Theoretical calculations of the transition state energies of carbocation intermediates for all-trans-retinol and 11-fluoro-all-trans-retinol and comparison of the ground and transition state energies for all-trans-retinol, all-trans-retinyl, and 11-fluoro-all-trans-retinyl carbocation. Transition state for trans–cis rotation was modeled by the 90° constraint of the C₁₀–C₁₁–C₁₂–C₁₃ dihedral angle. Energy values shown on the graphs are calculated using the ab initio B3LYP method. The energy of all-trans-isomers was taken as reference zero energy. (A) Isomerization of all-trans-retinol without electron delocalization of the polyene chain requires overcoming an energetic barrier of 36.2 kcal/mol. With carbocation formation, this energy decreases to 17.2 kcal/mol. The activation energy of 11-fluoro-all-trans-retinyl carbocation is only 11.8 kcal/mol. (B) Free energy reaction coordinate profile for isomerization of all-trans-retinol and 11-fluoro-all-trans-retinol to their corresponding 11-cis-isomers through carbocation intermediates. For the carbocation to be formed, the all-trans-isomer is protonated with a hydroxonium ion. Exothermic dehydration of the protonated all-trans-isomer leads to the formation of all-trans-carbocation followed by endothermic trans–cis rotation (for values see above). The energy of endothermic hydration and deprotonation of 11-cis-retinyl and 11-fluoro-11-cis-retinyl carbocations is 1.7 and 0.9 kcal/mol (respectively) less than the energy of exothermic dehydration for formation of the carbocation. For structures refer to Figure 9.

Figure 5

Arrhenius plot of isomerase activity in bovine RPE microsomes. The rate of formation of 11-cis-retinol was measured in duplicate at temperatures ranging from 5 to 53 °C in 6° increments.
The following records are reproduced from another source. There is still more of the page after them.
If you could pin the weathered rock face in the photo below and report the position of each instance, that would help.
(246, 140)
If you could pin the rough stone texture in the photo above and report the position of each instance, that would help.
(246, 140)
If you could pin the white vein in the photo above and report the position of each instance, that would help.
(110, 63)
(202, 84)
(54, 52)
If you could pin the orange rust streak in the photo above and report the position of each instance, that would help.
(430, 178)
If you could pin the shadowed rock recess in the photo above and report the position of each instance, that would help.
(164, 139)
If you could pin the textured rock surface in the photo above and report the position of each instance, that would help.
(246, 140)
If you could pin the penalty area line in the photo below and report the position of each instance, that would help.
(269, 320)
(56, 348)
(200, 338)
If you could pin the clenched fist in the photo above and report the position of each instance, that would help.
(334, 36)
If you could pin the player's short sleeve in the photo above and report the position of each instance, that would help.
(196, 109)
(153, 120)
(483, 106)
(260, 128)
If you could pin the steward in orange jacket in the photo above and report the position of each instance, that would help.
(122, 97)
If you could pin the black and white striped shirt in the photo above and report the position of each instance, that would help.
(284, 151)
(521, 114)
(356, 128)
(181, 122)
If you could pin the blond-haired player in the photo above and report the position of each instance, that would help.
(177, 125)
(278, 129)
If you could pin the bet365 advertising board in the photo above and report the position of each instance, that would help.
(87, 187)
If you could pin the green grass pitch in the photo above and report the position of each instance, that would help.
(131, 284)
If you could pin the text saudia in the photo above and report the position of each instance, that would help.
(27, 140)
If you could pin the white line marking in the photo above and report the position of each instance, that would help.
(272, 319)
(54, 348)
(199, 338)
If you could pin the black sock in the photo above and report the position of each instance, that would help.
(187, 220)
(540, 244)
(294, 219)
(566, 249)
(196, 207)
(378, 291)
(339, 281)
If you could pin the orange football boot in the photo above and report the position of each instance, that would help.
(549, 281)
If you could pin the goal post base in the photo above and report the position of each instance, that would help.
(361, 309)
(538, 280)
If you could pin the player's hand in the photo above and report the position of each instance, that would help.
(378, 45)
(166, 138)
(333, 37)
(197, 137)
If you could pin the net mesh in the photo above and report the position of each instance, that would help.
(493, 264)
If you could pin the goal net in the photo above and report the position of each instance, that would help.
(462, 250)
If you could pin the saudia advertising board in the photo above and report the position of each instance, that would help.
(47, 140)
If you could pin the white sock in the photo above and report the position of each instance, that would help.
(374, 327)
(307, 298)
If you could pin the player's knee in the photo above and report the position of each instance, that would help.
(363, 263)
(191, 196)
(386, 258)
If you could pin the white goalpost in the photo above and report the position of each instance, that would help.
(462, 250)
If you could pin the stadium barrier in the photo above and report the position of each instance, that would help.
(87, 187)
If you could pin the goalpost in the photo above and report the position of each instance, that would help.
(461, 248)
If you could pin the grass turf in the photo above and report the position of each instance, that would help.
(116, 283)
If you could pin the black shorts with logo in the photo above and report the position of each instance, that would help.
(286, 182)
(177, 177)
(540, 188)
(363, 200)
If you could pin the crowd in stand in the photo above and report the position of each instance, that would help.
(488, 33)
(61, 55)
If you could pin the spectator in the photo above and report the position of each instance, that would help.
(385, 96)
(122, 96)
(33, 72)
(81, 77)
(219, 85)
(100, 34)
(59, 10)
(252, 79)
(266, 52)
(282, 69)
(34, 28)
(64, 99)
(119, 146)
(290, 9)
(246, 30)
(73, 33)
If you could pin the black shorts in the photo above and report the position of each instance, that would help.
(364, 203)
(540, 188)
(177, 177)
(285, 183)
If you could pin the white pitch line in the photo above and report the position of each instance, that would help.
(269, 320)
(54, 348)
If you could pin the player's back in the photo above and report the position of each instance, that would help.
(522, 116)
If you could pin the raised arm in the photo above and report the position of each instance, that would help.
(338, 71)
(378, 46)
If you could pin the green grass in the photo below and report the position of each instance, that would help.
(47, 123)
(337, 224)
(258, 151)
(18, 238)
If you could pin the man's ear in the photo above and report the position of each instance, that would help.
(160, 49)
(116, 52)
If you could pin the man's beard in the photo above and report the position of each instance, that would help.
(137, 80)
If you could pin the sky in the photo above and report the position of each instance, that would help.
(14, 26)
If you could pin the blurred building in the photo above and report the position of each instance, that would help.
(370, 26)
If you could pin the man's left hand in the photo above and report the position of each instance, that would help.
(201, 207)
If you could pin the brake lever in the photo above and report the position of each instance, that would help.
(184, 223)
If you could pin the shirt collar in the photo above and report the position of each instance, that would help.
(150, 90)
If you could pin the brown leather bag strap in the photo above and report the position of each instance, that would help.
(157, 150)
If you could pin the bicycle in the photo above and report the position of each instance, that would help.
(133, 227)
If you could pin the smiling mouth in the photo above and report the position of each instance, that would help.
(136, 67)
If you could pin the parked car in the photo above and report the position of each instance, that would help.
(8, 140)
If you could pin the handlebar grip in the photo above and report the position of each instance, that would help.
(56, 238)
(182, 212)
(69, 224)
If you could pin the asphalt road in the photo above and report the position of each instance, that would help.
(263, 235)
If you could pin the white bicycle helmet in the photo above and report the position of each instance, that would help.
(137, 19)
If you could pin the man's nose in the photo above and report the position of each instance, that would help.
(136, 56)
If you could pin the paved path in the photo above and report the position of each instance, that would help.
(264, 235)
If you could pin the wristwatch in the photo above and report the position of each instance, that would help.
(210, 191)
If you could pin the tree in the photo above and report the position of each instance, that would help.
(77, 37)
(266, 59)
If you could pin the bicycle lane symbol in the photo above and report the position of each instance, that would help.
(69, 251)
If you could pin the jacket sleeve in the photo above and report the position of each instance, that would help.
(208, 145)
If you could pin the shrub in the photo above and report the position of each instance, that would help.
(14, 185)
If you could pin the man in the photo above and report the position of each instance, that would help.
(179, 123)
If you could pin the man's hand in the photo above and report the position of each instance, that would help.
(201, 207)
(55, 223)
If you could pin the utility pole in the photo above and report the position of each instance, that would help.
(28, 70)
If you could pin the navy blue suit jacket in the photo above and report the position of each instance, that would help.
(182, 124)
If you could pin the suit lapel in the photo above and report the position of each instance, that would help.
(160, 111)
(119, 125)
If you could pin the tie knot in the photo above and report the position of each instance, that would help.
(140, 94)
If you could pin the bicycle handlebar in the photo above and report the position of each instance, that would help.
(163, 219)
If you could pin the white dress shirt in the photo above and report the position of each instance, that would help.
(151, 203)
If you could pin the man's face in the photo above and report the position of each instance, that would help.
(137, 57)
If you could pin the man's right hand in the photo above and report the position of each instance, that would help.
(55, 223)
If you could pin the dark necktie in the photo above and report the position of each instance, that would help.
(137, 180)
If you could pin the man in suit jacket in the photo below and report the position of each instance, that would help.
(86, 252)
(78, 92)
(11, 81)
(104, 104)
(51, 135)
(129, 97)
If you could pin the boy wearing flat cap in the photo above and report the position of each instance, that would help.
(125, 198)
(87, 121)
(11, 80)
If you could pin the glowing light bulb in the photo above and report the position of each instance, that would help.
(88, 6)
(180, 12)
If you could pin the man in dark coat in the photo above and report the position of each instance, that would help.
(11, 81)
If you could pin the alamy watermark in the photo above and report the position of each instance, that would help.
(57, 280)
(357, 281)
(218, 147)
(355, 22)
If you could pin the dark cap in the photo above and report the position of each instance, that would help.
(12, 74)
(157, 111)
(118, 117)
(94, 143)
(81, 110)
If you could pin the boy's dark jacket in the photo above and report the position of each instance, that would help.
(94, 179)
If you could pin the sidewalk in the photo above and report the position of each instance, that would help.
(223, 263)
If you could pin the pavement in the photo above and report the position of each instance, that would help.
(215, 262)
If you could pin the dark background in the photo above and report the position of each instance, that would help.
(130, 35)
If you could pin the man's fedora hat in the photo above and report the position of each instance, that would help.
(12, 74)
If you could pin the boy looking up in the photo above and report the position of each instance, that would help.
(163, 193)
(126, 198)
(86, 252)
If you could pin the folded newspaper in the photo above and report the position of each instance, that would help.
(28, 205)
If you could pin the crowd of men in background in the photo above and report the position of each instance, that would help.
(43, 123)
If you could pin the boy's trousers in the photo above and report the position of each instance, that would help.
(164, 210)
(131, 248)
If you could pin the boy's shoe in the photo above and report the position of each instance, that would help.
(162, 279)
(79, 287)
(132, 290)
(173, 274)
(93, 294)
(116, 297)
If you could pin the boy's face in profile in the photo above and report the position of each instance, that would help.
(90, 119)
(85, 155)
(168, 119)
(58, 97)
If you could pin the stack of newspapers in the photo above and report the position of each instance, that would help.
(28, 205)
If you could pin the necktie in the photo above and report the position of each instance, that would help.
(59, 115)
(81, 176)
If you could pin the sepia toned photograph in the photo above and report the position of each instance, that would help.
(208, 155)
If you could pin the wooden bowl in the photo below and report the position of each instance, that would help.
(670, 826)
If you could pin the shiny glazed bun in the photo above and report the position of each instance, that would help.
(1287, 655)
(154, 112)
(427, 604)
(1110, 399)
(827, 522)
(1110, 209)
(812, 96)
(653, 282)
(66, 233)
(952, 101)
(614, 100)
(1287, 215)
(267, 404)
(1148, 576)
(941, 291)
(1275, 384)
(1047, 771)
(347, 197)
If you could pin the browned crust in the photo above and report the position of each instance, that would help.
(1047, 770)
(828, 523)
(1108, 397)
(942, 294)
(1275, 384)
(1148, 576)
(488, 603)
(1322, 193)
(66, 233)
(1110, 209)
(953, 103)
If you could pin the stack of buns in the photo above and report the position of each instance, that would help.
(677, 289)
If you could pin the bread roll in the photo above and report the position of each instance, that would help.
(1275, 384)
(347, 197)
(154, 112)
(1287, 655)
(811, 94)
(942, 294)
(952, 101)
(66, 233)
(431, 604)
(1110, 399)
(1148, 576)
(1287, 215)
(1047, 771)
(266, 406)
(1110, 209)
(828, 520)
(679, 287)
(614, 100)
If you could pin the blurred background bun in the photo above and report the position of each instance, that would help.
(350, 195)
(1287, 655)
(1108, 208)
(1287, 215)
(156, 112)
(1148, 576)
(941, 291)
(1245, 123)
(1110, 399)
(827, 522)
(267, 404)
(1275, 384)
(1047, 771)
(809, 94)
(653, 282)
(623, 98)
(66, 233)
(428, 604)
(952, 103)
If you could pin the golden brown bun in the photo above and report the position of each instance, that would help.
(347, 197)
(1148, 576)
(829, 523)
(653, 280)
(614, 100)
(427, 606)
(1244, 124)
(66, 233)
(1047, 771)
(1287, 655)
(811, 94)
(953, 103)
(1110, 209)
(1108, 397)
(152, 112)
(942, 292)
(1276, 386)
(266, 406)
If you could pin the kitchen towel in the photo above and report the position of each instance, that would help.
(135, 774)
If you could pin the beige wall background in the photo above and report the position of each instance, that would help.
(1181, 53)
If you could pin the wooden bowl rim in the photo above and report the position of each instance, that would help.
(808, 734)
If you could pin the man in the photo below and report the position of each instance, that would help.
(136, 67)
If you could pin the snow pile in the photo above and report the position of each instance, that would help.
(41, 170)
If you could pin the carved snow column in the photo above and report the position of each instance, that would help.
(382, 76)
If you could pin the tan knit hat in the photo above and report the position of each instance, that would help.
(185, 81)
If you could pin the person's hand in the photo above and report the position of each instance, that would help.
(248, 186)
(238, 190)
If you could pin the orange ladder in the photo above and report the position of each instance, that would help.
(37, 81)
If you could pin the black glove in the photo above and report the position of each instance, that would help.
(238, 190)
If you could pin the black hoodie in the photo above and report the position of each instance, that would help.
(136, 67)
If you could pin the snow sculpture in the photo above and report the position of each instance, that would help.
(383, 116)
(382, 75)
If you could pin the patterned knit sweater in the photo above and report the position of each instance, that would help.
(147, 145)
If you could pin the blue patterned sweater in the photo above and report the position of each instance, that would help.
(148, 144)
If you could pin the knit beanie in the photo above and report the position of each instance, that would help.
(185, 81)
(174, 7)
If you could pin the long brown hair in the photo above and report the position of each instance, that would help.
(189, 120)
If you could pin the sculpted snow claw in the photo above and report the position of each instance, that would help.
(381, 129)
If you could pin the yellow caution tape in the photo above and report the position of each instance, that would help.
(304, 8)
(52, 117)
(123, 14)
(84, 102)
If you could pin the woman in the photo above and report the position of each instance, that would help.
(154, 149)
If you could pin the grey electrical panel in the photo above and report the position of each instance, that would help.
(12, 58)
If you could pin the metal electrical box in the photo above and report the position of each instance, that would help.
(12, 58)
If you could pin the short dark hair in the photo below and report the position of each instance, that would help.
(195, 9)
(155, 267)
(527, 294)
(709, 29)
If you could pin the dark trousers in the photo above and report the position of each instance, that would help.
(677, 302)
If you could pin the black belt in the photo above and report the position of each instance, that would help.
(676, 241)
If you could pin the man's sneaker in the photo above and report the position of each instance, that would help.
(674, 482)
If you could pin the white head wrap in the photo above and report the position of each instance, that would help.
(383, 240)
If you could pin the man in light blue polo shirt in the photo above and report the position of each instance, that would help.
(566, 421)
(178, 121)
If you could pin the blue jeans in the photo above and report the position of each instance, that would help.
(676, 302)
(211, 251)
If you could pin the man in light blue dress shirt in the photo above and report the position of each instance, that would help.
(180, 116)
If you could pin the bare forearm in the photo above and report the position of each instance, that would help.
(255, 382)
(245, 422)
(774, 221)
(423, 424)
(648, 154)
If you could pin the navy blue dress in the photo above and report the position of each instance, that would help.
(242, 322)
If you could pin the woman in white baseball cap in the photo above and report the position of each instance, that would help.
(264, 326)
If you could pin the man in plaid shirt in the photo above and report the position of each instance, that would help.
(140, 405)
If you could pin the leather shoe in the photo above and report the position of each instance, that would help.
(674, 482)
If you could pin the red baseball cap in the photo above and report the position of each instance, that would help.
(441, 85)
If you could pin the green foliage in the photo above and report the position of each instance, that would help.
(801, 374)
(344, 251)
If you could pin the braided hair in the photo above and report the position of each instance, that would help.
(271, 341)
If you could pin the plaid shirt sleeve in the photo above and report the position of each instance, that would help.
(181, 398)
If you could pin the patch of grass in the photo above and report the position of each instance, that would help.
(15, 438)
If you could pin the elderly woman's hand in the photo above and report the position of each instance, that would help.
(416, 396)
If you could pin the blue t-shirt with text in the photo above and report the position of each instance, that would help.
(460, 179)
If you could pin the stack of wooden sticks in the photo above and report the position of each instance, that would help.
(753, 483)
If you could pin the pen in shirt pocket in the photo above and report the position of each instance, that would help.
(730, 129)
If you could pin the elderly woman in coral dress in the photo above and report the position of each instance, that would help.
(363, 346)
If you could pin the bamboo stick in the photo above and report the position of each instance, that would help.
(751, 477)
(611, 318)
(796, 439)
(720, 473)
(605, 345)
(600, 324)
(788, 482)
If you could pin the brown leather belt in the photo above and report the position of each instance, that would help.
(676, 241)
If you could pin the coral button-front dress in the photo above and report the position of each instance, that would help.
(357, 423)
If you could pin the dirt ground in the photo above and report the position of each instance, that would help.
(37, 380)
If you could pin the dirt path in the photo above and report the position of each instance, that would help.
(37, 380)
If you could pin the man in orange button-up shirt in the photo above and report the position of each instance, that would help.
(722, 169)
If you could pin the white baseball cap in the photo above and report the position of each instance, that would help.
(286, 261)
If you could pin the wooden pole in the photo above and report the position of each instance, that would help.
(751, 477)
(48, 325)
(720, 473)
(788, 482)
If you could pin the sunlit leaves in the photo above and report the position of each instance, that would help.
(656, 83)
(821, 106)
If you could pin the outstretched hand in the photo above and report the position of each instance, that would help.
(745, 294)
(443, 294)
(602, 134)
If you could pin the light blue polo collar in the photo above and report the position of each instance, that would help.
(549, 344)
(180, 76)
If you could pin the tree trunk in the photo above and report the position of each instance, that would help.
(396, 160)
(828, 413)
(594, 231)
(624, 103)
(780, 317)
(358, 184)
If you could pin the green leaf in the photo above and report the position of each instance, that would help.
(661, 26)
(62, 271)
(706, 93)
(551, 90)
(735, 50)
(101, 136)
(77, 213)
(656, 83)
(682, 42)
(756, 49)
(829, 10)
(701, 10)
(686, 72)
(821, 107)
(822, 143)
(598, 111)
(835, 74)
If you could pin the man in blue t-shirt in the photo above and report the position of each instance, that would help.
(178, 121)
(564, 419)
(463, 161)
The log of the rate was plotted against 1/T. A linear least-squares measurement was performed from 5 to 41 °C (47 and 53 °C were excluded because of temperature-dependent inactivation of enzymes of the visual cycle). The measured Arrhenius activation energy was calculated from the slope and was found to be in the 17 kcal/mol range (solid line). The dashed line represents a typical enzymatic reaction when the rate doubles every 10 °C.

Figure 6

Influence of retinoid-binding proteins on the formation of different retinol isomers. Panels A and B show chromatograms of the formation of retinol isomers in the presence of CRALBP and CRBP, respectively. The peaks were identified as follows: 1, retinyl esters; 2, 11-cis-retinol; 3, 13-cis-retinol, and 4, all-trans-retinol. A control experiment without retinoid-binding proteins, panel C, shows the near absence of cis-retinols, while all-trans-retinol was almost completely esterified.

Figure 7

MS analysis of cis-retinols formed from [15-²H,¹⁸O]-all-trans-retinol in the presence of different retinoid-binding proteins in RPE microsomes. Panel a shows the MS fragmentation pattern of standard all-trans-retinol, and panel b shows the fragmentation pattern of the synthesized [15-²H,¹⁸O]-all-trans-retinol. Note the shift from 286 to 289 because the presence of ²H and ¹⁸O and a fragment at 269 due to ²H. Panel c shows a loss of ¹⁸O upon the formation of 11-cis-retinol when CRALBP was used as a retinoid-binding protein. Panel d shows that all-trans-retinol bound to CRBP retains the ¹⁸O-label, yet panels e and f show that 13-cis-retinol and 11-cis-retinol formed in the presence CRBP lost ¹⁸O. Note that the deuterium label is retained in each measurement.

Figure 8

Lack of isomerization of 11-fluoro-all-trans-retinol by RPE microsomes. The isomerization reaction for 11-fluoro-all-trans-retinol (0.5 nmol) was carried out as described in Materials and Methods with (A) and without (B) 25 μM CRALBP. The arrows point to the expected elution time of 11-fluoro-11-cis-retinol. Note that only a small amount of 11-fluoro-11-cis-retinol is formed, most likely nonenzymatically.

Figure 9

Proposed chemical mechanism for the formation of 11-cis-retinol via carbocation intermediate by the isomerization reaction in mammalian RPE microsomes (see text for details).